Vivimos en la isla de las fantasías, un mundo de vanas ilusiones construido a nuestra medida apenas para hacer encajar nuestros defectos en guantes perfectos y utilizar nuestras virtudes no para servir sino para servirnos de ellas.

Sí, tal vez tu virtud, sea el gran y enorme testículo, en el que te apoyas, y sobre el que te crees diferente, único, imposible de imitar.

Pero la naturaleza no solo nos hizo bípedos, también nos dio dos ojos, lo que nos otorga una perspectiva de profundidad, dos oídos, con lo que apreciamos el sonido estereofónico, dos manos, una para dar y otra para recibir. El compartir esta en nuestra naturaleza.

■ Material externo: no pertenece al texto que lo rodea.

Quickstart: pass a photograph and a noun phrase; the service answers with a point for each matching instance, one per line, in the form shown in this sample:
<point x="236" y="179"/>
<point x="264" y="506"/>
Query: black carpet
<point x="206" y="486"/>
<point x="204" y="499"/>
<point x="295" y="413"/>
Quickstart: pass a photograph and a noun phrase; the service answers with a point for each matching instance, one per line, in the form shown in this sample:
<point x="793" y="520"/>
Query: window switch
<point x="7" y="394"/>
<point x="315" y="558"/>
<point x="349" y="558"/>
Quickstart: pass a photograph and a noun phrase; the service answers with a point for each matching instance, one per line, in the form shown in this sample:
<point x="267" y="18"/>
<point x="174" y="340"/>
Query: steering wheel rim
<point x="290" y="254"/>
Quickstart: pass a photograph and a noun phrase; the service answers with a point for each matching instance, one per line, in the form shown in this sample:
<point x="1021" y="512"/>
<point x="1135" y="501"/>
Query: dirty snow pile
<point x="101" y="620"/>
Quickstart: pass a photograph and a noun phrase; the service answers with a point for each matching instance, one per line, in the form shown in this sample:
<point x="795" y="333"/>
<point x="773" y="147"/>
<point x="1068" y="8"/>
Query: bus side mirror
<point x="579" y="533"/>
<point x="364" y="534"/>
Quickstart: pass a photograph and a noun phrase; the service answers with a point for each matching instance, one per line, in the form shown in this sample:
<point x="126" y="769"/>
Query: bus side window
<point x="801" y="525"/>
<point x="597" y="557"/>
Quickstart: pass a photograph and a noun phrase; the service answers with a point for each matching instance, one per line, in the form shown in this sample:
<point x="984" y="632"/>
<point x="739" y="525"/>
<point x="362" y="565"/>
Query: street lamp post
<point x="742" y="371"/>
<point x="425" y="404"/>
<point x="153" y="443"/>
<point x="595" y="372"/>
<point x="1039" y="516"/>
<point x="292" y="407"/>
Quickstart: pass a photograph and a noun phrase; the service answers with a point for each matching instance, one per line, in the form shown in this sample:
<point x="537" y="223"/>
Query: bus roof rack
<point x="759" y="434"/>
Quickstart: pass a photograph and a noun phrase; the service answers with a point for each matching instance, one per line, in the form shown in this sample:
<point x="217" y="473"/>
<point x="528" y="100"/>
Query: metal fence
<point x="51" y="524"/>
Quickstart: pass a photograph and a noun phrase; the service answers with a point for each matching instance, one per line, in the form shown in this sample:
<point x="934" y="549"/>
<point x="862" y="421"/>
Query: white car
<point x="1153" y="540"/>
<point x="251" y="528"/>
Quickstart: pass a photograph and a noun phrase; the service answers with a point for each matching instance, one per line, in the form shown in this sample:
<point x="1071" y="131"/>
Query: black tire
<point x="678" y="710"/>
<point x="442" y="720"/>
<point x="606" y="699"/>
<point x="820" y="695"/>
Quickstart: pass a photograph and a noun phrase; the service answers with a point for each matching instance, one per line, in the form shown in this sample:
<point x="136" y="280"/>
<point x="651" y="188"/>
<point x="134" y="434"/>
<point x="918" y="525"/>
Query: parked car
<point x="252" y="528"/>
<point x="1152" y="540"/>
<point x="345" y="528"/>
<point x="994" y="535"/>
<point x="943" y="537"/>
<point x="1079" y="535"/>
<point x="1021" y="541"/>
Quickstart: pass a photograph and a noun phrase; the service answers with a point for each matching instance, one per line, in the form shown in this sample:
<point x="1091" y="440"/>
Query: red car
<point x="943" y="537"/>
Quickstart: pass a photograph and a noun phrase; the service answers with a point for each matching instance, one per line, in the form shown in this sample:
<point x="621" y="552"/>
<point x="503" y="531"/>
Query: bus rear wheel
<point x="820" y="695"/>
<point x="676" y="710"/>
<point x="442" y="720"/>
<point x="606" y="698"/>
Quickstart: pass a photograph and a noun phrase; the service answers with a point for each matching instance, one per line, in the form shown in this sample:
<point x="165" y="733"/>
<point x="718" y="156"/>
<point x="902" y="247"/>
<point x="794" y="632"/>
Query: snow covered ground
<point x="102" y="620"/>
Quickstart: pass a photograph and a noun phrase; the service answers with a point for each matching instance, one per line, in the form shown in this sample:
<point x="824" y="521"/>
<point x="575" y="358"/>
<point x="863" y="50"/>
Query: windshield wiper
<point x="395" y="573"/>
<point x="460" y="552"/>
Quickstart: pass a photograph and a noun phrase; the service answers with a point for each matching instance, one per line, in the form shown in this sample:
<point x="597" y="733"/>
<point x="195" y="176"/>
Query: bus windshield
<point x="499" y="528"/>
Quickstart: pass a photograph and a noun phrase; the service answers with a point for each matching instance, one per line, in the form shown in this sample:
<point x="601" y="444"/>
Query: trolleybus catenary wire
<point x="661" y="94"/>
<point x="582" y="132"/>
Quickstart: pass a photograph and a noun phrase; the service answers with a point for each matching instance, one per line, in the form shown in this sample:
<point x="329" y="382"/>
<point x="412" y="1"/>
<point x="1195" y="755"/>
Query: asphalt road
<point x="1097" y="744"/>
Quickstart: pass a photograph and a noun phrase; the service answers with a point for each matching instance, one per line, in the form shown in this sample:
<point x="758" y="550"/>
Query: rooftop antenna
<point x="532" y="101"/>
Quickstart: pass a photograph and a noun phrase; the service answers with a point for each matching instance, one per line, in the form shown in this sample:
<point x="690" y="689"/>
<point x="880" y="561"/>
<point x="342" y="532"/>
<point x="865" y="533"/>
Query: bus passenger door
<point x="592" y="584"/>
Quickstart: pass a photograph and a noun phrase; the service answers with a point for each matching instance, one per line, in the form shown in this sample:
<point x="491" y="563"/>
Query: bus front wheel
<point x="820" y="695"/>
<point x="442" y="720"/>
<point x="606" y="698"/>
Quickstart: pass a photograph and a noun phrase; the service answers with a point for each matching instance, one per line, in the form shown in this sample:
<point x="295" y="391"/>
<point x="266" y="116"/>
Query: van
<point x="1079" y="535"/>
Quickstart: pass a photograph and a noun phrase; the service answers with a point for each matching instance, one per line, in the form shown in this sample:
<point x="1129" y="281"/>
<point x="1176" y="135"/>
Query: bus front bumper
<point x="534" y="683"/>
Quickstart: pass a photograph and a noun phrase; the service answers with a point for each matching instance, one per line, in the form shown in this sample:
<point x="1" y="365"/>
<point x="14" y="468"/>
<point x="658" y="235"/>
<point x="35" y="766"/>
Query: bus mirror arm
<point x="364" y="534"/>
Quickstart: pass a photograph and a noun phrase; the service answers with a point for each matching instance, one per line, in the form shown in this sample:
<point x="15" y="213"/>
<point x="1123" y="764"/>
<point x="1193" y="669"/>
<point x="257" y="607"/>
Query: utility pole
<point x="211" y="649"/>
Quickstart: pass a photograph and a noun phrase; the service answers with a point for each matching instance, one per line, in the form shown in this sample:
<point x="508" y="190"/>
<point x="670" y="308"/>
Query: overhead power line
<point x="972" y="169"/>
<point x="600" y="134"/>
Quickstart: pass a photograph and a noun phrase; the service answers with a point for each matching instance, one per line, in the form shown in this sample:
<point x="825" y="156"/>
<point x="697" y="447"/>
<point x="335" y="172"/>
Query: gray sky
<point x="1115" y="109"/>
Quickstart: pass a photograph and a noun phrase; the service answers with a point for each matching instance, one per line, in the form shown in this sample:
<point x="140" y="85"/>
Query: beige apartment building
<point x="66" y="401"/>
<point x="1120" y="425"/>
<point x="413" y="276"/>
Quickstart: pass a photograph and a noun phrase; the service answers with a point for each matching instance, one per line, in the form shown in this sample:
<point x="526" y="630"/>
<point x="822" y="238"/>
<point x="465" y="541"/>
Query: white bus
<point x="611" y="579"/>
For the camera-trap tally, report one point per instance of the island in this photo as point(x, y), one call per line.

Así como las rosas no pueden negarse a expedir su perfume y recibir a las abejas, nosotros no deberíamos acumular riquezas mientras tantos mueren por falta de alimento, de cariño, de comprensión y de amistad.

El deseo de ser admirado y respetado hace yunta con el miedo por entregarse. La sonrisa dibujada en nuestro rostro por el payaso de la sociedad se desprende con cada lágrima de realidad que se arrastra desde la naciente de nuestros ojos.

La bola de poder con la que fantaseamos, no nos codifica y empaqueta como las otras, sino que nos esconde, nos maquilla y proyecta nuestro universo mental al público que deseamos conquistar, sobre los que queremos establecer algún tipo de ligamen económico, psicológico, emocional o hasta espiritual con el objeto de controlarlos.

La ventaja competitiva propia de las empresas, deseosas de sobrevivir en la selva de asfalto y carreteras digitales, se traslado a las relaciones personales y se instituyo entre las piernas, por afuera de la sonrisa, o alrededor de la mente, es parte de la bruma que nos ciega y nos impide ver al hermano a al par, en su lugar observamos un ente estructurado con características peligrosas propias de un competidor o un futuro vasallo, cliente de nuestra maquinación.